Os ministérios da Fazenda e do Planejamento e Orçamento dizem que quase todo o pacote não tem custo para a União e traz benefícios econômicos ao longo do tempo (leia mais abaixo). Economistas afirmam, porém, que medidas têm efeito no endividamento público e dificultam o trabalho do Banco Central de combater a inflação.

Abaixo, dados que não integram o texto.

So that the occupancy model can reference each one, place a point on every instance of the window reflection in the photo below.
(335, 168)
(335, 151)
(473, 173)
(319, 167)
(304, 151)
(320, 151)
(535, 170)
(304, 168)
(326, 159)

O presidente Luiz Inácio Lula da Silva durante reunião no Palácio do Planalto, em Brasília
O presidente Luiz Inácio Lula da Silva durante reunião no Palácio do Planalto, em Brasília
Foto: Wilton Junior/Estadão / Estadão

O valor considera apenas despesas que envolvem recursos diretos do Orçamento e que já foram autorizadas, conforme levantamento do Estadão, sem contar programas que operam completamente fora do Orçamento, como a liberação de recursos do FGTS, e renúncias de receitas, como a isenção do Imposto de Renda para quem ganha até R$ 5 mil por mês.

Na quarta-feira, 15, Lula assinou mais uma proposta para renegociar dívidas rurais. O dinheiro liberado no Orçamento foi de R$ 9 bilhões. E outra medida já está a caminho para ampliar o socorro às empresas brasileiras que serão atingidas pelo novo tarifaço dos Estados Unidos.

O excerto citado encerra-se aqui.